Step 1: Install and configure

      - name: Install dependencies
        run: |
          pip install monocle_apptrace==0.8.1a5 pyyaml \
            --extra-index-url https://okahu.jfrog.io/artifactory/api/pypi/okahu-patch-pypi/simple

      - name: Load .env and set exporters
        env:
          OKAHU_INGESTION_ENDPOINT: ${{ secrets.OKAHU_INGESTION_ENDPOINT }}
        run: |
          if [ -f .env ]; then
            export $(grep -v '^#' .env | xargs)
          fi
          EXPORTERS="file"
          if [ -n "$OKAHU_API_KEY" ]; then
            EXPORTERS="file,okahu"
            echo "OKAHU_API_KEY=$OKAHU_API_KEY" >> $GITHUB_ENV
          fi
          if [ -n "$OKAHU_INGESTION_ENDPOINT" ]; then
            echo "OKAHU_INGESTION_ENDPOINT=$OKAHU_INGESTION_ENDPOINT" >> $GITHUB_ENV
          fi
          echo "MONOCLE_EXPORTER=$EXPORTERS" >> $GITHUB_ENV

The exporter is set to file,okahu when OKAHU_API_KEY is present, sending traces both to a local file and to Okahu Cloud.

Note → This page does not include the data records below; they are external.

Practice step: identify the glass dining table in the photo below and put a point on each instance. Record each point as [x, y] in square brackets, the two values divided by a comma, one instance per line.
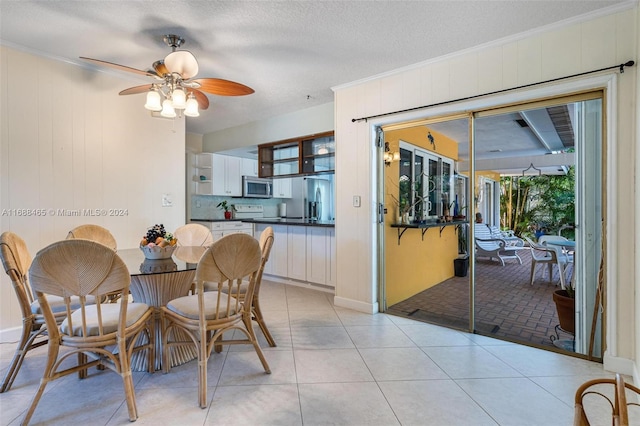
[157, 282]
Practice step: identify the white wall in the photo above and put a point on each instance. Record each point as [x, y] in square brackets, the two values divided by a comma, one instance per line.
[300, 123]
[567, 49]
[68, 141]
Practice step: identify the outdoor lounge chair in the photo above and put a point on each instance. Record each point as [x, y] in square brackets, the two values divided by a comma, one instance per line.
[492, 246]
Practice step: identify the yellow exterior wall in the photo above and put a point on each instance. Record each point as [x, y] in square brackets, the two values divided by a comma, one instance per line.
[415, 265]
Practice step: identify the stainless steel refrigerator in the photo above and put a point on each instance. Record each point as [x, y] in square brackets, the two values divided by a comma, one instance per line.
[312, 198]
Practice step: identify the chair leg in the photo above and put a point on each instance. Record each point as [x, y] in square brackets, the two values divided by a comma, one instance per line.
[24, 346]
[127, 380]
[52, 356]
[257, 315]
[203, 357]
[533, 271]
[252, 336]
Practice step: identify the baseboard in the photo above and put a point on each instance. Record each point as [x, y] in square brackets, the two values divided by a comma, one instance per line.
[620, 365]
[305, 284]
[356, 305]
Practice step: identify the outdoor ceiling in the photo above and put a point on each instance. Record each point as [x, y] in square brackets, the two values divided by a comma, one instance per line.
[290, 52]
[510, 143]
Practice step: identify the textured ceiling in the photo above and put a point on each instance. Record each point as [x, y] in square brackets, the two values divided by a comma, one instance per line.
[290, 52]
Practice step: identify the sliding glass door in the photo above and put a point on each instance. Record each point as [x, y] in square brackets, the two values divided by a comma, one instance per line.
[532, 176]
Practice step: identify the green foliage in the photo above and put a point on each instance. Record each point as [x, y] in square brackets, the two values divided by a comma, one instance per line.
[534, 202]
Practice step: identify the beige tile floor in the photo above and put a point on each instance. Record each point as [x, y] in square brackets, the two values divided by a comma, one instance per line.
[332, 366]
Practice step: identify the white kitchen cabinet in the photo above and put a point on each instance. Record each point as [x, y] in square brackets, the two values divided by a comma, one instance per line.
[297, 249]
[301, 253]
[282, 188]
[331, 257]
[279, 257]
[249, 167]
[222, 228]
[218, 175]
[321, 256]
[226, 175]
[316, 255]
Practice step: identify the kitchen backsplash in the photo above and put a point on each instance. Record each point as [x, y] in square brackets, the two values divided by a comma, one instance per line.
[204, 206]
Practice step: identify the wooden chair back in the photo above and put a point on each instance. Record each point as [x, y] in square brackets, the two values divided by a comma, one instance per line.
[88, 270]
[82, 272]
[225, 264]
[193, 234]
[16, 261]
[606, 399]
[94, 233]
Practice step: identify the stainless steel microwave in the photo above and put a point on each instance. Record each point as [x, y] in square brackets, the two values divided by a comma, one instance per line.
[255, 187]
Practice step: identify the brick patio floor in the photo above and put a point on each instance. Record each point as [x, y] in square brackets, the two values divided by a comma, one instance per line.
[507, 306]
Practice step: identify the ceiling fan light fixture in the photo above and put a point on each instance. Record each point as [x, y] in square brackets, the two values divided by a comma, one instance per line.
[167, 109]
[179, 98]
[192, 107]
[153, 101]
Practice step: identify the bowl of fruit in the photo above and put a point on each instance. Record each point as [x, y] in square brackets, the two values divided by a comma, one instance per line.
[157, 243]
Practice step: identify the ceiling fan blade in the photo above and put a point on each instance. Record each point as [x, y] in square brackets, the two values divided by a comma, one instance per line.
[182, 62]
[217, 86]
[160, 67]
[118, 67]
[203, 101]
[136, 89]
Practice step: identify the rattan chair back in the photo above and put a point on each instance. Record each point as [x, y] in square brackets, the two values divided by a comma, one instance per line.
[208, 315]
[193, 234]
[100, 334]
[94, 233]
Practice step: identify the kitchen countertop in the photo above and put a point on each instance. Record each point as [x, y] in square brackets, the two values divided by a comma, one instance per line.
[277, 221]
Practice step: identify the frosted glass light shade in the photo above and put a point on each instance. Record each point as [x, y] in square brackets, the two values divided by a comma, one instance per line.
[153, 101]
[192, 107]
[167, 109]
[179, 99]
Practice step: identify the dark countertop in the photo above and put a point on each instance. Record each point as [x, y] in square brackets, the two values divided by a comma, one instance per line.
[295, 222]
[278, 221]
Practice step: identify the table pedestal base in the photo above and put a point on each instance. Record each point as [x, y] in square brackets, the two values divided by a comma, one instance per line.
[157, 290]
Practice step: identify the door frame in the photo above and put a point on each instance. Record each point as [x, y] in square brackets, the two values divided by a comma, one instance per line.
[608, 84]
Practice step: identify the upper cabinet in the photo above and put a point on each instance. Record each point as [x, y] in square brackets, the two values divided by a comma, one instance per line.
[300, 156]
[218, 175]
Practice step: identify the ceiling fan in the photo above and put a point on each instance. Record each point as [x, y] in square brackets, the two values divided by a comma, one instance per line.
[175, 86]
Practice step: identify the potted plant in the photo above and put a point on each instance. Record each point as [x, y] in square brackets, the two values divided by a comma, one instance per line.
[565, 307]
[224, 205]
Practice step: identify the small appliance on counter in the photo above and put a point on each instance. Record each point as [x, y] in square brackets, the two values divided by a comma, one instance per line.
[248, 211]
[282, 210]
[255, 187]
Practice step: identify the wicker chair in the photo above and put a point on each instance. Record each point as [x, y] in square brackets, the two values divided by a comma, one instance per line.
[266, 242]
[207, 315]
[101, 334]
[193, 234]
[16, 261]
[496, 246]
[94, 233]
[542, 254]
[598, 399]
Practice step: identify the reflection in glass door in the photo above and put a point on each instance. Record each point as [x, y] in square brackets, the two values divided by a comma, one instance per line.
[536, 181]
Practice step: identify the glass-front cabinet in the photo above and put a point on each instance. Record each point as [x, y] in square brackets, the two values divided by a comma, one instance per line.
[425, 183]
[307, 155]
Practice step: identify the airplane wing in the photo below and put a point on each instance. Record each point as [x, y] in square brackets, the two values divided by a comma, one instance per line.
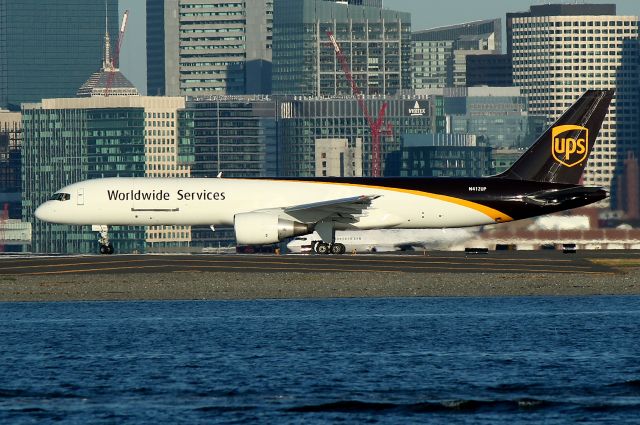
[344, 210]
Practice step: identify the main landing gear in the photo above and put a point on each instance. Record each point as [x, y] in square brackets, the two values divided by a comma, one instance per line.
[320, 247]
[106, 247]
[326, 231]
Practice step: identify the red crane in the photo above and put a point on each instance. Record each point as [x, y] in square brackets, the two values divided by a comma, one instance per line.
[377, 126]
[116, 57]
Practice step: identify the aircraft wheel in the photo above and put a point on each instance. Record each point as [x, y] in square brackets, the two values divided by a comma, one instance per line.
[322, 248]
[338, 249]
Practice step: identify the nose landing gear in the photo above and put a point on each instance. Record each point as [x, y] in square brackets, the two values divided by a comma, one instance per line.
[320, 247]
[106, 247]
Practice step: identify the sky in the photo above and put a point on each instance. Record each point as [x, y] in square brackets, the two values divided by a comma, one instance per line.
[424, 14]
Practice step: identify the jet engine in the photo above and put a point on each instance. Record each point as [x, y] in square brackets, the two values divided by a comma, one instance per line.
[257, 228]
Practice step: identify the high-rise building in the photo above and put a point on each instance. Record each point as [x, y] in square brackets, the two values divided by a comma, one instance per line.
[108, 81]
[498, 116]
[376, 44]
[560, 51]
[233, 135]
[444, 155]
[209, 47]
[308, 126]
[10, 161]
[489, 70]
[74, 139]
[48, 48]
[440, 54]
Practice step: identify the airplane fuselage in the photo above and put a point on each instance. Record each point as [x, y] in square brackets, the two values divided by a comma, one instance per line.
[399, 203]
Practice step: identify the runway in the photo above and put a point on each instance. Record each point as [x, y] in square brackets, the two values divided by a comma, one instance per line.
[528, 262]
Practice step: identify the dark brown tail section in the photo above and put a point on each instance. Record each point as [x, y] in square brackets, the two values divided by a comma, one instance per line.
[562, 152]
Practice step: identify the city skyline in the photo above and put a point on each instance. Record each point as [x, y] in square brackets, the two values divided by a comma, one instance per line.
[133, 62]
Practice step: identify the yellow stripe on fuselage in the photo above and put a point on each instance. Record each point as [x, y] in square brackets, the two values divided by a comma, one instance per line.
[495, 215]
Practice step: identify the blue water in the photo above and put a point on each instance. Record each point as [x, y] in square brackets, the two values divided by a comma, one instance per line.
[391, 361]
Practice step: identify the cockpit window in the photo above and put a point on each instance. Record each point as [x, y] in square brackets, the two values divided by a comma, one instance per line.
[60, 197]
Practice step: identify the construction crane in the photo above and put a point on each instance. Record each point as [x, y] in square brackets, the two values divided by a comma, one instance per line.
[377, 126]
[116, 57]
[4, 218]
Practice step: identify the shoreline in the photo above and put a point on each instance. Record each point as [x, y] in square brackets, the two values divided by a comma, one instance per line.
[292, 285]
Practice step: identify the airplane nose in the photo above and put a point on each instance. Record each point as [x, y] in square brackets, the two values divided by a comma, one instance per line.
[45, 212]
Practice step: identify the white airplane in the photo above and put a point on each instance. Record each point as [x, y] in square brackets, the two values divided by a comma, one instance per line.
[264, 211]
[386, 240]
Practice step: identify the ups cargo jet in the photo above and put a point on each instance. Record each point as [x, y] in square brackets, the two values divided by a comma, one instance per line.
[545, 179]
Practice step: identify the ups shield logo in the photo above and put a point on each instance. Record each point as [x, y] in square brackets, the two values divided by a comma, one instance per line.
[567, 149]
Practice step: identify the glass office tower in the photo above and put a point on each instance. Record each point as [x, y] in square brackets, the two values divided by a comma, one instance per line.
[376, 43]
[306, 122]
[65, 144]
[48, 48]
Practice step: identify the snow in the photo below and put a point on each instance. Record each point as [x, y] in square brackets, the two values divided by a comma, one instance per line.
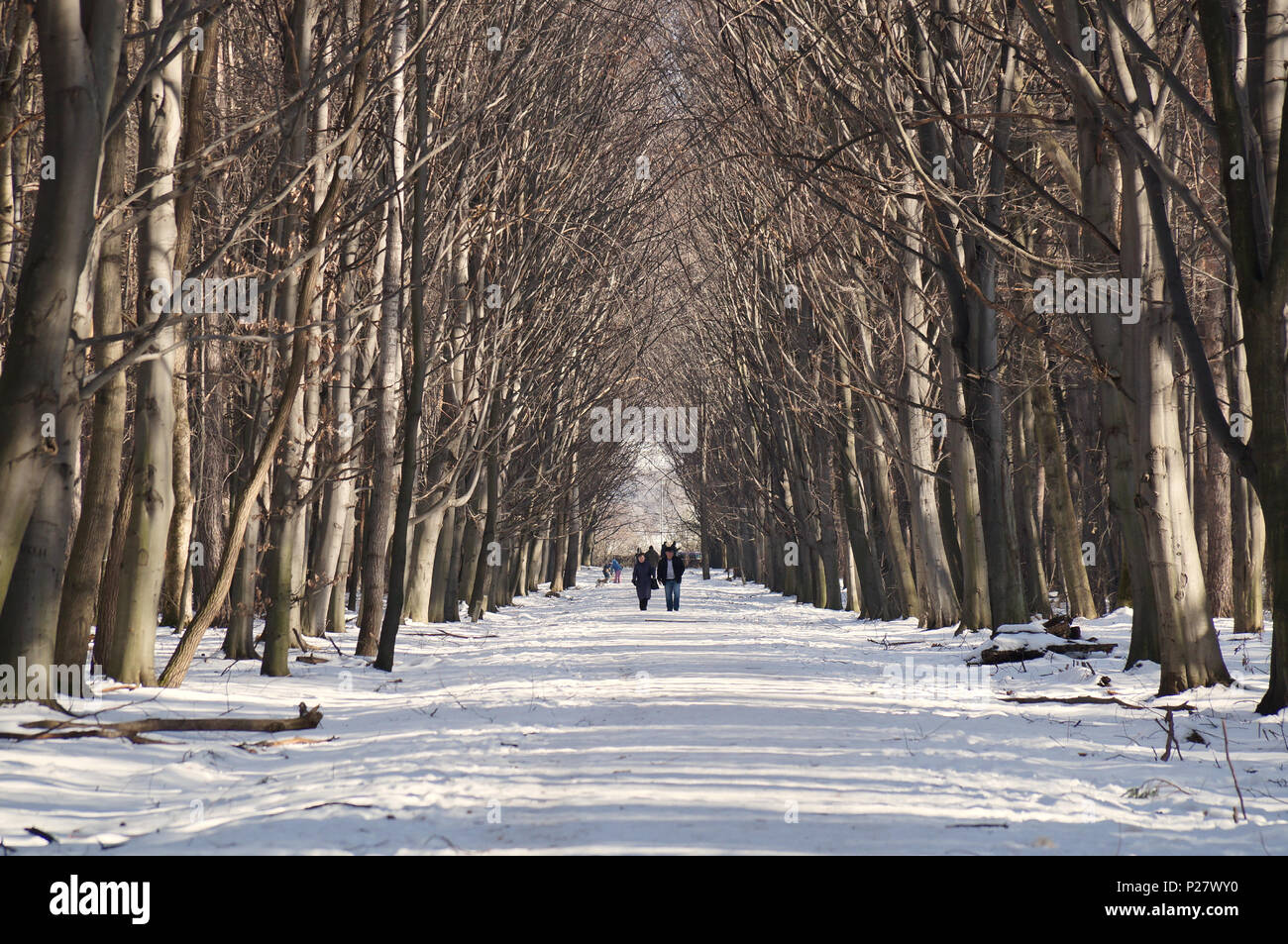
[742, 724]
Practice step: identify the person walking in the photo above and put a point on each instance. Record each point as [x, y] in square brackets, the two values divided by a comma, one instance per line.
[644, 579]
[670, 570]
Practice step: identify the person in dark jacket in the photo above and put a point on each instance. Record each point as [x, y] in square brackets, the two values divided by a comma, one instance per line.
[670, 570]
[643, 579]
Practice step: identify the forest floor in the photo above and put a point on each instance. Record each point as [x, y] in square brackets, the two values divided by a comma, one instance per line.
[741, 724]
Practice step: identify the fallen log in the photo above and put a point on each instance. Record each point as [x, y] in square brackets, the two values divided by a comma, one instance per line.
[1081, 648]
[133, 730]
[1091, 699]
[996, 657]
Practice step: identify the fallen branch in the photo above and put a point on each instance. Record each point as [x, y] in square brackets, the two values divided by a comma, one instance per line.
[1233, 777]
[133, 730]
[1093, 699]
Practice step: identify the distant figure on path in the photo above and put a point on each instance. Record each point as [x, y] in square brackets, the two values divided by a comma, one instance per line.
[643, 578]
[670, 570]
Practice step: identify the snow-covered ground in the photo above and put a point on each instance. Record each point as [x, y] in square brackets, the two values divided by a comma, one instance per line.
[741, 724]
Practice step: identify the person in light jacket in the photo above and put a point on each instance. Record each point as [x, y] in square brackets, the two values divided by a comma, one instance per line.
[643, 578]
[670, 570]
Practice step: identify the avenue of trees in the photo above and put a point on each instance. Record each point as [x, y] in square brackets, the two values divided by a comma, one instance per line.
[307, 304]
[900, 404]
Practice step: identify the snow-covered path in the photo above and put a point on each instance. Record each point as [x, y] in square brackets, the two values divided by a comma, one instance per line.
[742, 724]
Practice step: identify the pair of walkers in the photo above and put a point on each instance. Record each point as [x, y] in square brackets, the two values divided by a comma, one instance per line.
[668, 572]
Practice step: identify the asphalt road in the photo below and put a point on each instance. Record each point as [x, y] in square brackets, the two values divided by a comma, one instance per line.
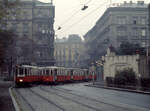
[129, 98]
[78, 97]
[5, 99]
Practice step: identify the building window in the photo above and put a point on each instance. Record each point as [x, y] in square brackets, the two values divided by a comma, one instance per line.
[121, 31]
[121, 20]
[143, 20]
[25, 28]
[135, 32]
[135, 20]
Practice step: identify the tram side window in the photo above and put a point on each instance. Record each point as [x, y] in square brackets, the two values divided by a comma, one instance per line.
[71, 72]
[21, 71]
[55, 72]
[47, 72]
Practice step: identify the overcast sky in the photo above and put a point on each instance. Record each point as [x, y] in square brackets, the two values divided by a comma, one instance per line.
[73, 20]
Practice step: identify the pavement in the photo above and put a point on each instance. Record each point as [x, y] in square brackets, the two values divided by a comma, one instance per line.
[6, 103]
[99, 85]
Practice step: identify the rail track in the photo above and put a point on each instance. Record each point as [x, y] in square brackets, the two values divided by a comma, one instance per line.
[91, 99]
[67, 98]
[25, 100]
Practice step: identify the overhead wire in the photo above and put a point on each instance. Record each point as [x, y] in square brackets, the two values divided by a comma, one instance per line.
[84, 17]
[69, 18]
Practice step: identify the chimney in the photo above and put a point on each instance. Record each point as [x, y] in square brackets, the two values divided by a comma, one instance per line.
[140, 2]
[130, 2]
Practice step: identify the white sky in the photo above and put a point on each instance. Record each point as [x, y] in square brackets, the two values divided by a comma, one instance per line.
[69, 16]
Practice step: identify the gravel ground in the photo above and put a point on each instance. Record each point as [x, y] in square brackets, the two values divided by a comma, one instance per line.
[5, 99]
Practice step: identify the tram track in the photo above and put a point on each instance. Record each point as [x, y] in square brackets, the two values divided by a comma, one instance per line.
[91, 99]
[49, 101]
[67, 98]
[57, 91]
[40, 96]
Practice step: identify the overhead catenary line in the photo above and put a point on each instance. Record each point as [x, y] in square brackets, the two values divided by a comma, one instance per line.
[84, 17]
[66, 21]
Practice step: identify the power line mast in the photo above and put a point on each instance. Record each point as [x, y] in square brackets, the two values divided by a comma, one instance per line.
[148, 36]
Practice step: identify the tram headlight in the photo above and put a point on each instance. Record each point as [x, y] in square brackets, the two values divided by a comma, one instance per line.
[20, 80]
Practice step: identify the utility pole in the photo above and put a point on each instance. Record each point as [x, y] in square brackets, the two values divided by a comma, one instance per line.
[148, 37]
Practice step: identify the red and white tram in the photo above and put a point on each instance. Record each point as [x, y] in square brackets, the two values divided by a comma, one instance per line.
[26, 74]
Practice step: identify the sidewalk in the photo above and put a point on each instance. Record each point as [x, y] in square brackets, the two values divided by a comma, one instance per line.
[114, 88]
[5, 99]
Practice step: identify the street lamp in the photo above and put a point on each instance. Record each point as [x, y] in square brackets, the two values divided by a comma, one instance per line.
[93, 69]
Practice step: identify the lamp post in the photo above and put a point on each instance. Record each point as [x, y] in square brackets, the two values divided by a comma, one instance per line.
[93, 72]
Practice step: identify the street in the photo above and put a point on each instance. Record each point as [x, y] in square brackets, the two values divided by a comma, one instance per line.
[77, 97]
[5, 99]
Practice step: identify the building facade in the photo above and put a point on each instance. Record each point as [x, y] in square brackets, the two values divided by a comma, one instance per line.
[33, 21]
[127, 22]
[68, 51]
[113, 63]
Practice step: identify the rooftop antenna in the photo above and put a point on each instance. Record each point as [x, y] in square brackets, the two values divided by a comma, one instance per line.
[51, 1]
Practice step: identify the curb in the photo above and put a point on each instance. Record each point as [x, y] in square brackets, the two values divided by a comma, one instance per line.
[119, 89]
[14, 100]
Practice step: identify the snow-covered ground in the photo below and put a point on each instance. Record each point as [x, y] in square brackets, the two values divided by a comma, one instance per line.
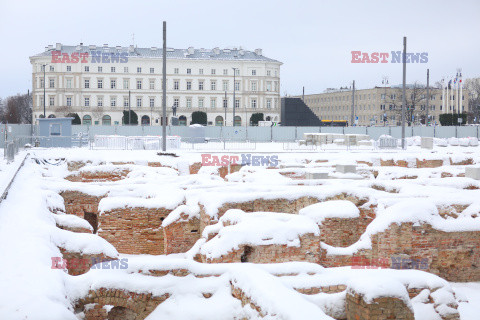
[29, 238]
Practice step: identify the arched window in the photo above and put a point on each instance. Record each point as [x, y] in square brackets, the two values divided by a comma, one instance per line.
[238, 121]
[87, 120]
[106, 120]
[182, 121]
[145, 121]
[219, 121]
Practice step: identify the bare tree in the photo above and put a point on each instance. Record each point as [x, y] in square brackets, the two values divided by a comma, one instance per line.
[97, 113]
[416, 101]
[63, 110]
[17, 109]
[472, 87]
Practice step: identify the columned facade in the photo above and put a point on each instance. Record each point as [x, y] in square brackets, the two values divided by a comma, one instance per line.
[99, 83]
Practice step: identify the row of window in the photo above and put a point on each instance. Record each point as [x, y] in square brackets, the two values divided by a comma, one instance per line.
[383, 96]
[253, 72]
[422, 97]
[176, 84]
[368, 107]
[368, 118]
[201, 102]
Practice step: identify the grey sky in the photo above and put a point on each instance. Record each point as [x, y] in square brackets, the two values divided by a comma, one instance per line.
[313, 39]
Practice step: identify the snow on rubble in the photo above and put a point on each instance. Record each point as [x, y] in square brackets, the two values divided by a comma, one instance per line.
[404, 191]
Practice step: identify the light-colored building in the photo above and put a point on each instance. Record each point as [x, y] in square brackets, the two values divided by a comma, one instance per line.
[100, 82]
[373, 106]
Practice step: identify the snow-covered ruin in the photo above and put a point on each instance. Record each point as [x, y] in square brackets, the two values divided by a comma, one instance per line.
[135, 235]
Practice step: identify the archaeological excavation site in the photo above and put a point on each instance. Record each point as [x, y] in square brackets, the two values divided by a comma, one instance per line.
[99, 235]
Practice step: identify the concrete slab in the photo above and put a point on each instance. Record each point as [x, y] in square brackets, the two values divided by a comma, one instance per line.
[472, 172]
[346, 168]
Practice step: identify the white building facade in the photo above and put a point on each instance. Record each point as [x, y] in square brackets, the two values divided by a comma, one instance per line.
[99, 83]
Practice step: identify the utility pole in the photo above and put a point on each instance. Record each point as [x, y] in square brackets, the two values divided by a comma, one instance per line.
[234, 69]
[129, 112]
[44, 86]
[460, 96]
[352, 118]
[428, 94]
[164, 88]
[225, 108]
[384, 115]
[404, 96]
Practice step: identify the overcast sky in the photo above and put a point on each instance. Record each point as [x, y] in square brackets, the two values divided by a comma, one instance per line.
[313, 39]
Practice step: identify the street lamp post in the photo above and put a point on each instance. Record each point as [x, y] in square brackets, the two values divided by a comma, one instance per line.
[44, 86]
[234, 70]
[225, 105]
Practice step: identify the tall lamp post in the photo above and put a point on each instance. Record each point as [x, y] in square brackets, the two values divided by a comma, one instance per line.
[234, 71]
[44, 86]
[225, 105]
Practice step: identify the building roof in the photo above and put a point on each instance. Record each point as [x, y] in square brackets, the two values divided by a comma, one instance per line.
[237, 54]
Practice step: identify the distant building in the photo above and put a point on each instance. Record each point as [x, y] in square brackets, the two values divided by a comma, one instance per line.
[382, 105]
[100, 82]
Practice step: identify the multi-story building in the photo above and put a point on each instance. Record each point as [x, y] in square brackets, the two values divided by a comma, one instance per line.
[382, 105]
[99, 83]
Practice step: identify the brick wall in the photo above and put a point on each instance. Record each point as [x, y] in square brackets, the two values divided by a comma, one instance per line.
[181, 235]
[126, 304]
[80, 263]
[454, 256]
[275, 253]
[339, 232]
[134, 230]
[281, 205]
[98, 176]
[380, 309]
[82, 205]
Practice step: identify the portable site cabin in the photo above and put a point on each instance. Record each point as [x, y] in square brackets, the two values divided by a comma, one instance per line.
[55, 132]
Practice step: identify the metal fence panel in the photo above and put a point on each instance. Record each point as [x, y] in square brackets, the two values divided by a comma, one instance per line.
[396, 132]
[338, 130]
[376, 132]
[303, 130]
[355, 130]
[284, 134]
[444, 132]
[423, 131]
[468, 131]
[213, 132]
[260, 134]
[234, 133]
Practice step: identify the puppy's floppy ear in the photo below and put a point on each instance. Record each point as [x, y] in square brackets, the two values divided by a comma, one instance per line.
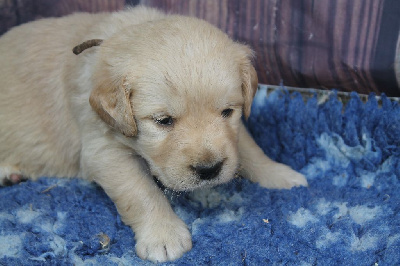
[249, 81]
[113, 104]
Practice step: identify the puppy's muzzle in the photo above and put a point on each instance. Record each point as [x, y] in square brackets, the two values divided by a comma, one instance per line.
[206, 172]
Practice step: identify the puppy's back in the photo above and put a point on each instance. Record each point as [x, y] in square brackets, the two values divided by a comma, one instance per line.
[39, 75]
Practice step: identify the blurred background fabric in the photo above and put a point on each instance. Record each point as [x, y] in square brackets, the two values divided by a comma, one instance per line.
[346, 45]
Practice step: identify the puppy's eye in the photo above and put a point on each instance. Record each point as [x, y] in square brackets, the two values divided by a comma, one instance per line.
[226, 113]
[164, 121]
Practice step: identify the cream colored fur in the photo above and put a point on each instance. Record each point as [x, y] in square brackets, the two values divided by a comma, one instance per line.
[149, 67]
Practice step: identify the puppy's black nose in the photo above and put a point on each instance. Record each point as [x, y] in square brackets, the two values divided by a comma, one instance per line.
[207, 172]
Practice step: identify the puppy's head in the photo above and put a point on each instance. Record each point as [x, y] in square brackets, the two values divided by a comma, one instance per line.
[177, 88]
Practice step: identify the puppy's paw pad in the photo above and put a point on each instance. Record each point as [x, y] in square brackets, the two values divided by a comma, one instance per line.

Step 2: Run the pipeline with Monocle

      - name: Run deployment pipeline
        id: deploy
        continue-on-error: true
        run: |
          set +e
          MONOCLE_WORKFLOW_NAME=cicd_azure_provisioning \
            python -m monocle_apptrace deploy_app.py > output.txt 2>&1; EXIT_CODE=$?
          cat output.txt
          echo "deploy_exit_code=$EXIT_CODE" >> $GITHUB_OUTPUT
          exit $EXIT_CODE

MONOCLE_WORKFLOW_NAME tags every span with the workflow name so traces are grouped correctly in Okahu. Monocle auto-discovers the instrumentation rules from .monocle/custom_instrumentation.yaml — no --config flag needed. The continue-on-error: true pattern lets the workflow proceed to trace collection and SRE agent analysis after a failure.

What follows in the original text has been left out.